When allying the bootstrapping procedure for inferential purposes typical chose for \(B\) is in the range of a few hundreds to thousands. Efron and Tibshirani (p.52) indicate that \(B=50\) and even \(B=25\) is usually sufficient for bootstrap standard error estimates and point out that there are rare occasions for which more than \(B=200\) replications are needed for estimating a standard error. In the context of using bootstraping for validation purposes the size of \(B\) in the range of hundreds may be unacceptably high, and the validation process should be repeated for a specified number of folds \(k\), i.e. set \(B=k\). Hence, the bootstrap resampling with replacement procedure for ML from a data set of size \(n\) can be summarised as follows:

randomly select with replacement \(n\) examples and use this set for training and model building
the remaining examples that were not selected for training are used for testing
repeat this process for a specific number of folds \(k\)
the true error is estimated as the average error rate on test examples

As Efron in his paper on etimating the error rates of prediction rules points out, when performing statistical modelling one might want more than just an estimate of an error rate. Bootstrap methods are helpful in understanding variability all aspects of the prediction problem. In this paper he makes comprehensive comparisons between different resampling methods, drawing the conclusion that in general the bootstrap error rates tend to have less uncertainty than k-fold cross-validation. One should also be aware that for small sample sizes the bias is noticeable and decreases as the sample size becomes larger as shown in Young and Daniels’ paper Bootsrap Bias.

Summary

The easiest way to assess the performance of a statistical method is by evaluating the error rate on a set of data that is independent of the training data. If model selection and true error estimates are to be computed simultaneously, the data should be divided into three disjointed sets as explained by Replay in his book.

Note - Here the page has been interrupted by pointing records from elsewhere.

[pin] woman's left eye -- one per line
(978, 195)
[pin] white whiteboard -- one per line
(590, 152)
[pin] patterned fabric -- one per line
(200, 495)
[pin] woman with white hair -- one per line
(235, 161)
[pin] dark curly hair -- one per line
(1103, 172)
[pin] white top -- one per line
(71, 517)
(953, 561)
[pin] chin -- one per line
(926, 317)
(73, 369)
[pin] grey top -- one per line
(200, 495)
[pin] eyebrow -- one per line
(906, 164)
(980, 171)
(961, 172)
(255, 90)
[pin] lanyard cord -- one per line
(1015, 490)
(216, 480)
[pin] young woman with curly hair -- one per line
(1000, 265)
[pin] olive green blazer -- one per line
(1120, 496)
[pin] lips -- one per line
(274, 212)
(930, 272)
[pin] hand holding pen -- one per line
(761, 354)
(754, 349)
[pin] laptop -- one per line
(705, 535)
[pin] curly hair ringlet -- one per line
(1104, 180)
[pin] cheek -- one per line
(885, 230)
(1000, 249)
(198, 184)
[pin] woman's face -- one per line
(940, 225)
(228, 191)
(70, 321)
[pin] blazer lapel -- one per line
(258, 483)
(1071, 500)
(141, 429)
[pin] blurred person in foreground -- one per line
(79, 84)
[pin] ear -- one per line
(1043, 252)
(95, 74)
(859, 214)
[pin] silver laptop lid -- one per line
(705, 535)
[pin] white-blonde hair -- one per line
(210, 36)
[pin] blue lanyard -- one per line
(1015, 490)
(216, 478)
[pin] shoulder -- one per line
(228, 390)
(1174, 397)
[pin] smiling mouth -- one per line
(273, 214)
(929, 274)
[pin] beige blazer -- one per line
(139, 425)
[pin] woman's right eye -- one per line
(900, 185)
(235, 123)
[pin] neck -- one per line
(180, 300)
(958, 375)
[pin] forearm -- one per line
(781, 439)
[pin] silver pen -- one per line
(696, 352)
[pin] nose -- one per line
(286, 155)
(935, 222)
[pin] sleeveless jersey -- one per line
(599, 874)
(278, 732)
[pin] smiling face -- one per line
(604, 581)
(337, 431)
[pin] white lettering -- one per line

In general we can summarise the ML model building procedure algorithm as follows:

divide the available data into training + validation and test sets
select model and training parameters
1. train and build the model using the training set
2. evaluate the model using the validation set
repeat step 2 using different model structures and tuning parameters
select the best model and train it using data from the training + validation set
assess this final model using the test set

When using cv or bootstrap sub-steps i) and ii) are repeated within step 2) for each of the \(k\) folds.

YOUR TURN 👇

Provide a rigorous explanation on how standard deviation of the prediction can be estimated for a statistical model that does prediction for the response \(Y\) for a particular value of the predictor \(X\). Identify the key steps and present them in an algorithmic manner.